Results

Snapshot from the V6.1 evaluation harness, shipped May 2026. Numbers are reproducible from the test suite. Partial results and open questions are listed at the bottom.

90%
Accuracy on 140-prompt safety taxonomy
0 / 20
False positives on cooperative prompts
8 / 8
Encoding-bypass detection (5 obfuscation families)
0 / 4
False positives on benign encoded content
4 / 5
Novel multi-turn adversarial trajectories
5 / 5
Gradual emotional-crisis trajectories
0.1116
Soul-vector drift over 6 turns (93× baseline)
171 / 173
Unit tests passing

What this means

On the V6.1 safety taxonomy, the controller is reliable: 88.3% adversarial recall with zero false positives on the cooperative control set. The encoding-bypass result (018) extends that to obfuscated payloads across five families; the multi-turn result (019, novel trajectories) extends it to arcs where each individual turn looks innocuous.

The crisis-trajectory pathway routes detection to a warm-presence mode rather than a refusal, calibrated against a cooperative-trajectory control set with similar surface features. The soul-vector drift number is from a separate diagnostic: the controller's relational state evolves with conversation content rather than re-anchoring to its constitution every turn.

Partial results

Activation-space steering magnitude is small — cosine 0.88 between steered and unsteered residual streams. Limbic modulator effect on output is cosine 0.77 (Experiment 016 D1). Both are real, both are calibrated as nudges rather than overrides, and both are disclosed in the demo narration. The visible difference between steered and unsteered Gemma on cooperative prompts is therefore modest; the controller's larger effect is on refusal pathways, where it can intercept a turn before the vessel is called at all.

Audit-flagged

Audit 022 (12 May 2026) found methodological asymmetries in the vanilla-vs-Renji demo harness: different sampling modes (greedy vs sampled), different max_new_tokens budgets, different repetition penalties, and history-sanitisation differences on multi-turn runs. The audit is honest about which differences favour Renji and which are independent of the heart.
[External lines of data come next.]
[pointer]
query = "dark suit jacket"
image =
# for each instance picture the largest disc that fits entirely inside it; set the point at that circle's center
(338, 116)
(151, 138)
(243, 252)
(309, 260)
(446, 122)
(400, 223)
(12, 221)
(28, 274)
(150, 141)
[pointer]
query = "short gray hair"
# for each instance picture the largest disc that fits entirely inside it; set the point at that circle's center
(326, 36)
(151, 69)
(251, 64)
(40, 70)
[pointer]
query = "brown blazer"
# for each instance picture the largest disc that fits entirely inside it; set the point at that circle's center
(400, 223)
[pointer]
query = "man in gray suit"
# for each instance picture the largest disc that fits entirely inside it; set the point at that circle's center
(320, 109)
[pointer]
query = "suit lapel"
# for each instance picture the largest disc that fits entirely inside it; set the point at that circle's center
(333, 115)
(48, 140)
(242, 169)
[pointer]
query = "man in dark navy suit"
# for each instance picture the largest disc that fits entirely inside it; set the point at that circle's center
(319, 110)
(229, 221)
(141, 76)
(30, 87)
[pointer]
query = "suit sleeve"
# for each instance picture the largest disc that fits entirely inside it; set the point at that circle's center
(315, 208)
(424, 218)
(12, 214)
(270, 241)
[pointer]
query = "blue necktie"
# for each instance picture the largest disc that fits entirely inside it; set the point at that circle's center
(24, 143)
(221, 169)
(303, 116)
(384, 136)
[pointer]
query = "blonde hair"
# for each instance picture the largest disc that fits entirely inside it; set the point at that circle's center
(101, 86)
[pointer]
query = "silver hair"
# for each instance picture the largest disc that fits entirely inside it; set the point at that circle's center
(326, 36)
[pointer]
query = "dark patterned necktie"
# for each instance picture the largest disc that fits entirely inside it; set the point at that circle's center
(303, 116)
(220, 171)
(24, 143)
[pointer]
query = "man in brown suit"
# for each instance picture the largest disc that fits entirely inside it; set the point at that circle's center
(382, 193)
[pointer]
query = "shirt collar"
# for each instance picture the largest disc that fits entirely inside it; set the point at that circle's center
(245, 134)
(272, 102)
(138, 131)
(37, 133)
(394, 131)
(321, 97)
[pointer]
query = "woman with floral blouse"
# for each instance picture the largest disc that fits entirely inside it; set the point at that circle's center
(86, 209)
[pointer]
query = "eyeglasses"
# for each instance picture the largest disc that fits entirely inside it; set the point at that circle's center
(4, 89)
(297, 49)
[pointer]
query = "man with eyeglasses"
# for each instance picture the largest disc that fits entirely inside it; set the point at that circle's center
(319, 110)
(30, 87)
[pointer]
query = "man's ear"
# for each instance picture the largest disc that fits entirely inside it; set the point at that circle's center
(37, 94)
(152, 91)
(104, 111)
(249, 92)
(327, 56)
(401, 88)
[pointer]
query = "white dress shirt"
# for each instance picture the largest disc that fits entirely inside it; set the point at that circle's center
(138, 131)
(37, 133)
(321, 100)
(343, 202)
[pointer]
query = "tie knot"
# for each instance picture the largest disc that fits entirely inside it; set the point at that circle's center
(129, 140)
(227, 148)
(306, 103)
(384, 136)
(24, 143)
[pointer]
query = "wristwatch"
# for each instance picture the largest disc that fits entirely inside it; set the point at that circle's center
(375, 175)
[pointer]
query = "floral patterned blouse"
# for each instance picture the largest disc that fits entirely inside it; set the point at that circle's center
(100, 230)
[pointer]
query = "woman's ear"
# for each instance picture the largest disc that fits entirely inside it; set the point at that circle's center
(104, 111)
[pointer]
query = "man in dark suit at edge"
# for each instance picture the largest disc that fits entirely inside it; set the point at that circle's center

Parity fixes are planned for the next demo cut, and the partial numbers above will be re-measured against a parity-corrected baseline.

Open questions

Calibration on the cumulative-risk gate is still in progress. Long-horizon soul-vector behaviour beyond 6 turns has not been measured. Generalisation of the trajectory detector to vessels other than Gemma is part of V7 and has not yet been validated.